Read the rest of Poitras' account here.

And the video is also here on YouTube.

Today, it should be noted, is the 11th anniversary of the opening of Guantánamo as a terror detainee facility. What irony that Poitras' film was published by the Times on the same day as this pathetic op-ed arguing Gitmo should remain open.

Discuss

10 Responses to “Death of a Prisoner: short documentary by Laura Poitras on Guantánamo detainee Adnan Latif”

  1. Mitchell Glaser says:

    I can scarcely stand to read about Guantanamo and related excesses any more. My only coherent question is: was it always like this?

    • Michael A says:

      Like what? Innocent people being held without charge indefinitely? It’s been “like that” since Guantanamo opened; that’s what the purpose of the place is & always has been. 

      The reports we see now reflect the ugliness of this tragic story’s end, rather than beginning.  Instead of sad stories about an innocent person sold to the American military for a bounty, we’ll hear stories of them dying more than a decade later, still without justice, or even charge. Its bullshit, but whats truly bullshit is the fact that the answer to your question is: Yes, it has always been like this, and we never stopped it.

      • Mitchell Glaser says:

        I meant before Guantanamo. Have we always kept people locked up for years without charges in secret offshore prisons?
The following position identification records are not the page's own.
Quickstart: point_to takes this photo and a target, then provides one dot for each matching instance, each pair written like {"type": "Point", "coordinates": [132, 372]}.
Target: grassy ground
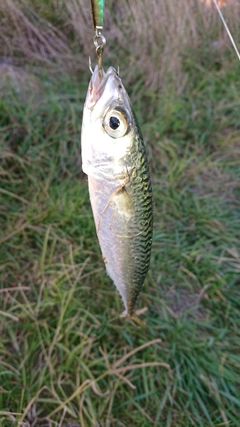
{"type": "Point", "coordinates": [66, 358]}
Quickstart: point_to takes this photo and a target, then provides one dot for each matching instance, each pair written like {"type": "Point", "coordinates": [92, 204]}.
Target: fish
{"type": "Point", "coordinates": [114, 158]}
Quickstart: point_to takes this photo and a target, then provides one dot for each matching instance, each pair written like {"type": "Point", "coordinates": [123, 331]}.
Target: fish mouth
{"type": "Point", "coordinates": [97, 85]}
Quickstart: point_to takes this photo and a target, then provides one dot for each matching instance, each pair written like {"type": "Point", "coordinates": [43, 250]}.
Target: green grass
{"type": "Point", "coordinates": [67, 359]}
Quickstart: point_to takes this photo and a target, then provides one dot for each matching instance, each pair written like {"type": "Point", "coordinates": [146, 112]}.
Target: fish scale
{"type": "Point", "coordinates": [115, 161]}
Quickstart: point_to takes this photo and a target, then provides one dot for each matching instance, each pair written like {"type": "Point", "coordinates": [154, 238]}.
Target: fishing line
{"type": "Point", "coordinates": [227, 29]}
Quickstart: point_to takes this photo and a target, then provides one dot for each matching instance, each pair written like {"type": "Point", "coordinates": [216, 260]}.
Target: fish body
{"type": "Point", "coordinates": [115, 161]}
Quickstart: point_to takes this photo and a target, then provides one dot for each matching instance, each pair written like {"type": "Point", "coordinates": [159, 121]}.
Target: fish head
{"type": "Point", "coordinates": [107, 128]}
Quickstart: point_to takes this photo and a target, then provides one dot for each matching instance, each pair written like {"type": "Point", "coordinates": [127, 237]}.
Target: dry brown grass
{"type": "Point", "coordinates": [155, 36]}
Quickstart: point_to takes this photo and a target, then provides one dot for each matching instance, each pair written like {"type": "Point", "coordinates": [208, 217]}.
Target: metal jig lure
{"type": "Point", "coordinates": [99, 40]}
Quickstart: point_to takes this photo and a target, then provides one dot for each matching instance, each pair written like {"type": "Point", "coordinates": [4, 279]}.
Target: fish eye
{"type": "Point", "coordinates": [116, 123]}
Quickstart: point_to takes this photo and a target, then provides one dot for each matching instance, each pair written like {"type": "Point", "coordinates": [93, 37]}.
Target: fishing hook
{"type": "Point", "coordinates": [99, 43]}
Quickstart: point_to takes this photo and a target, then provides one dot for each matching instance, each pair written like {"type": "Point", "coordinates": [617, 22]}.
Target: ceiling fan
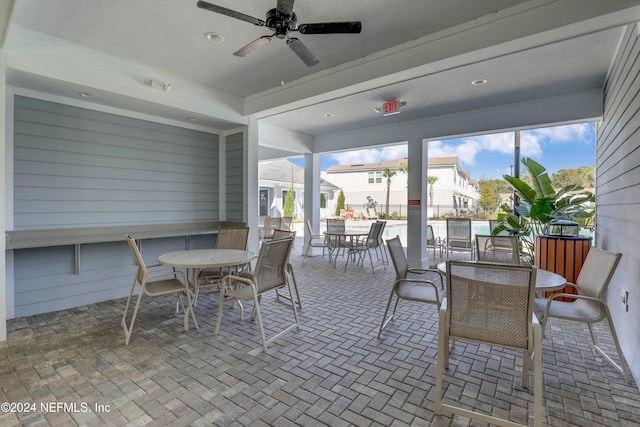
{"type": "Point", "coordinates": [283, 20]}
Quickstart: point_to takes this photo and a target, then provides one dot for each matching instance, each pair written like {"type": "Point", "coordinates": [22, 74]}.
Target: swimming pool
{"type": "Point", "coordinates": [399, 228]}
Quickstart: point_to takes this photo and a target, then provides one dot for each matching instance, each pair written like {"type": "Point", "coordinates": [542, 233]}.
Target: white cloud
{"type": "Point", "coordinates": [467, 149]}
{"type": "Point", "coordinates": [569, 133]}
{"type": "Point", "coordinates": [371, 155]}
{"type": "Point", "coordinates": [530, 145]}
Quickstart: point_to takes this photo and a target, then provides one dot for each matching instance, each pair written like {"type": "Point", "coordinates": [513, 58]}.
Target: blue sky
{"type": "Point", "coordinates": [491, 156]}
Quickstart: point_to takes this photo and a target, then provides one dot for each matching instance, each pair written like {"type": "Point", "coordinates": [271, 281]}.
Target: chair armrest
{"type": "Point", "coordinates": [167, 273]}
{"type": "Point", "coordinates": [154, 265]}
{"type": "Point", "coordinates": [565, 295]}
{"type": "Point", "coordinates": [420, 282]}
{"type": "Point", "coordinates": [429, 270]}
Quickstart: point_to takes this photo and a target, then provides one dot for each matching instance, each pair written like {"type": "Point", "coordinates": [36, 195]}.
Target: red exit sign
{"type": "Point", "coordinates": [391, 107]}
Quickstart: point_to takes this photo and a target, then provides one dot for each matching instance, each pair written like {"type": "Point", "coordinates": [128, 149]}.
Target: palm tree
{"type": "Point", "coordinates": [431, 180]}
{"type": "Point", "coordinates": [388, 173]}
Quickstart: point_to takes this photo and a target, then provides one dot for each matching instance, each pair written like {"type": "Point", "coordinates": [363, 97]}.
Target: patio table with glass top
{"type": "Point", "coordinates": [546, 281]}
{"type": "Point", "coordinates": [341, 240]}
{"type": "Point", "coordinates": [198, 259]}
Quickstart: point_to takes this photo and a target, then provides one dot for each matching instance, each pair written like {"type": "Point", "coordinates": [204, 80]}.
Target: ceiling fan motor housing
{"type": "Point", "coordinates": [281, 24]}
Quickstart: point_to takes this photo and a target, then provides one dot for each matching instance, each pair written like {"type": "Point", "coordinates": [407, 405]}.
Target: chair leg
{"type": "Point", "coordinates": [256, 315]}
{"type": "Point", "coordinates": [537, 375]}
{"type": "Point", "coordinates": [306, 252]}
{"type": "Point", "coordinates": [129, 328]}
{"type": "Point", "coordinates": [295, 287]}
{"type": "Point", "coordinates": [386, 321]}
{"type": "Point", "coordinates": [221, 304]}
{"type": "Point", "coordinates": [441, 364]}
{"type": "Point", "coordinates": [622, 367]}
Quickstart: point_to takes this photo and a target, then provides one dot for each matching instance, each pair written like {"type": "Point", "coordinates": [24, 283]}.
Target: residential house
{"type": "Point", "coordinates": [275, 179]}
{"type": "Point", "coordinates": [454, 192]}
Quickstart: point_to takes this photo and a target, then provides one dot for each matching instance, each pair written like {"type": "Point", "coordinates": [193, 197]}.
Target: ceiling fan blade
{"type": "Point", "coordinates": [302, 51]}
{"type": "Point", "coordinates": [285, 7]}
{"type": "Point", "coordinates": [253, 46]}
{"type": "Point", "coordinates": [232, 13]}
{"type": "Point", "coordinates": [330, 27]}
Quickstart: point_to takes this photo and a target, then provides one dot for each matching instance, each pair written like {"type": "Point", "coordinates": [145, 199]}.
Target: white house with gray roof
{"type": "Point", "coordinates": [453, 192]}
{"type": "Point", "coordinates": [275, 177]}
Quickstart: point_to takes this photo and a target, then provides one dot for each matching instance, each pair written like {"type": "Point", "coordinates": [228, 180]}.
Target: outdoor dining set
{"type": "Point", "coordinates": [494, 296]}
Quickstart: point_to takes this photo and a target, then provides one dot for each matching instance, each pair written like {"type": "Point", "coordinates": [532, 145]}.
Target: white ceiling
{"type": "Point", "coordinates": [424, 52]}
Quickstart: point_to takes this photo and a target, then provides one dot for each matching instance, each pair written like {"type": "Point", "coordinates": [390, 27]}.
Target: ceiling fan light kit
{"type": "Point", "coordinates": [156, 84]}
{"type": "Point", "coordinates": [282, 20]}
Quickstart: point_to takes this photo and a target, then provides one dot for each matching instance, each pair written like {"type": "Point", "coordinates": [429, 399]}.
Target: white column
{"type": "Point", "coordinates": [312, 192]}
{"type": "Point", "coordinates": [417, 203]}
{"type": "Point", "coordinates": [3, 162]}
{"type": "Point", "coordinates": [251, 187]}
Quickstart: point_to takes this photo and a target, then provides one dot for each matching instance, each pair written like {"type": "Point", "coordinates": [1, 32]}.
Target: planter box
{"type": "Point", "coordinates": [562, 255]}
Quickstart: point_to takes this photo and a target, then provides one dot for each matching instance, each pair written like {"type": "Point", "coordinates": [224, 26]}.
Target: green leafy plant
{"type": "Point", "coordinates": [288, 203]}
{"type": "Point", "coordinates": [340, 202]}
{"type": "Point", "coordinates": [539, 204]}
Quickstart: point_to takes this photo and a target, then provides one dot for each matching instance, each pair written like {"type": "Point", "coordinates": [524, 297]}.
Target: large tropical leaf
{"type": "Point", "coordinates": [539, 178]}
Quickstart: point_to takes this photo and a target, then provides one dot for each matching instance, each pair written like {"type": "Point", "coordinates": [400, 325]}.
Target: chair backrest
{"type": "Point", "coordinates": [493, 224]}
{"type": "Point", "coordinates": [381, 232]}
{"type": "Point", "coordinates": [374, 239]}
{"type": "Point", "coordinates": [504, 249]}
{"type": "Point", "coordinates": [491, 303]}
{"type": "Point", "coordinates": [232, 237]}
{"type": "Point", "coordinates": [398, 257]}
{"type": "Point", "coordinates": [270, 271]}
{"type": "Point", "coordinates": [459, 232]}
{"type": "Point", "coordinates": [283, 234]}
{"type": "Point", "coordinates": [335, 225]}
{"type": "Point", "coordinates": [596, 272]}
{"type": "Point", "coordinates": [137, 256]}
{"type": "Point", "coordinates": [431, 238]}
{"type": "Point", "coordinates": [309, 228]}
{"type": "Point", "coordinates": [276, 222]}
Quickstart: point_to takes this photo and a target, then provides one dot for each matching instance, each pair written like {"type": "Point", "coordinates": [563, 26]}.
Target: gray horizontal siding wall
{"type": "Point", "coordinates": [618, 191]}
{"type": "Point", "coordinates": [76, 167]}
{"type": "Point", "coordinates": [235, 177]}
{"type": "Point", "coordinates": [81, 168]}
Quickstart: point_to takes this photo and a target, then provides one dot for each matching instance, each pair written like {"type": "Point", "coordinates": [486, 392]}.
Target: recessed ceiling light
{"type": "Point", "coordinates": [214, 37]}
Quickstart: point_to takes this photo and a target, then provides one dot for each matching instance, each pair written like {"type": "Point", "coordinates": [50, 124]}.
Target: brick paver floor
{"type": "Point", "coordinates": [72, 368]}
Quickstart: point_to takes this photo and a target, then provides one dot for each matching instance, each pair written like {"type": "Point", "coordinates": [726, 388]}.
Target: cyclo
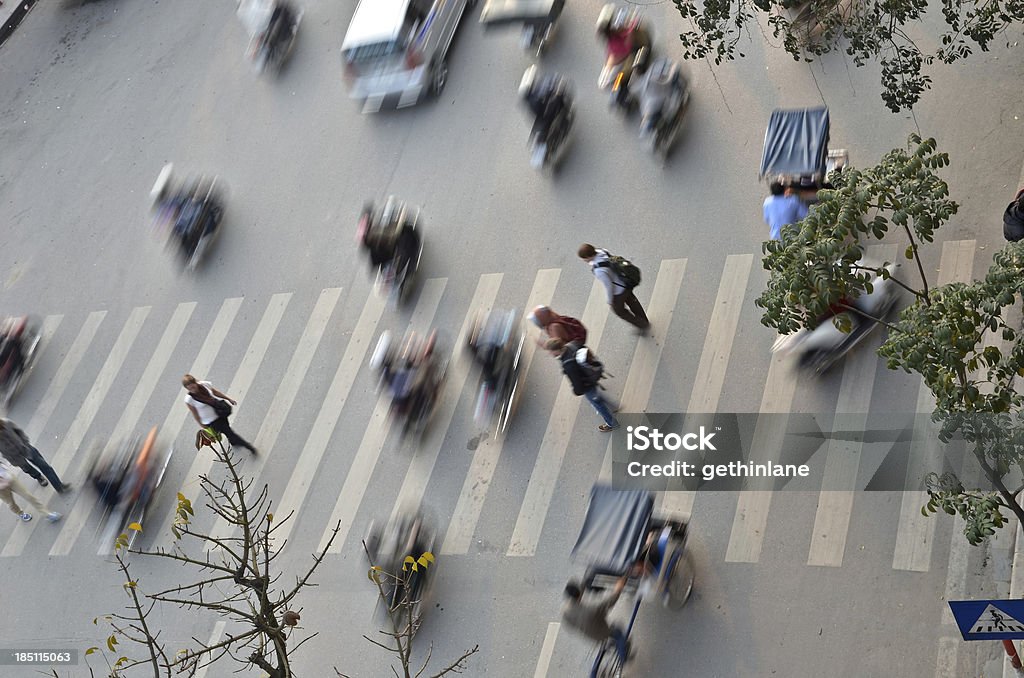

Has torture always been part of the American way of life?

        • SomeGuyNamedMark says:

          Even after the end of WWII we (not including the USSR of course) let the majority of POWs go within a year or so and the ones kept for possible crimes were clearly identified and charged.  There was none of this perpetual detention or secret prison sleaze.

        • cfuse says:

          Speaking as an outsider, 9/11 sent the US mad. Whatever transgressions it would tolerate in its own behaviour before were thrown out the window in favour of a new kind of insanity after that.

          The question you should be asking yourself is can America give up on torture, kidnapping, indefinite imprisonment without due process, drone attacks and other assassinations, etc. moving forwards? It doesn’t need any of that blood on its hands, but it has tasted blood and doesn’t want to exercise restraint after that. Who knows if it will ever end?

  2. SomeGuyNamedMark says:

    Jennifer Daskal’s op-ed piece is unbelievable.  Basically she says that since they are a little more comfortable physically now that it is acceptable to keep them penned in a concentration camp without charges.  Also, since someone has decided that they are too dangerous (without any trial) to release they can be kept until that magic moment they declare the war “over”.  I suspect that even after the last Al Qaeda member is in a nursing home they’ll still declare the war on, and pushing for more taxpayer money too.  I’m also confused that they didn’t want to consider them prisoners of war, with all the basic rights soldiers are supposed to get, but they turn around and base their release on the cession of hostilities.  Don’t worry Ms Daskal, America’s Enabling Act is alive and well.

    • EH says:

       Manchurian Activist

    • MurasakiMadness says:

      Unbelievable is probably the best word for it. Pathetic works, too, in the sense of being “miserably inadequate”.  Unbelievably pathetic? Ending quote:

      “At that point, the remaining men in Guantánamo can no longer be held without charge, at least not without running afoul of basic constitutional and international law prohibitions.”

      Umm….I think “that point” passed a long time ago….there are people that have been in there for as long as it’s taken my child to go from the nursery to middle-school.

  3. aikimoe says:

    If only Obama was “lesser” enough kind of evil that he would have fought against indefinite detention instead of so enthusiastically supporting it.

    • class_enemy says:

      Nonsense, the Guantanamo detainees are much, much happier being detained by a charming, cool, intellectual president like Obama than they were when it was that tongue-tied shitkicker Dubya keeping them locked up.

      Most of liberal America (exempting some posters here) seem to be much less aggrieved about it too.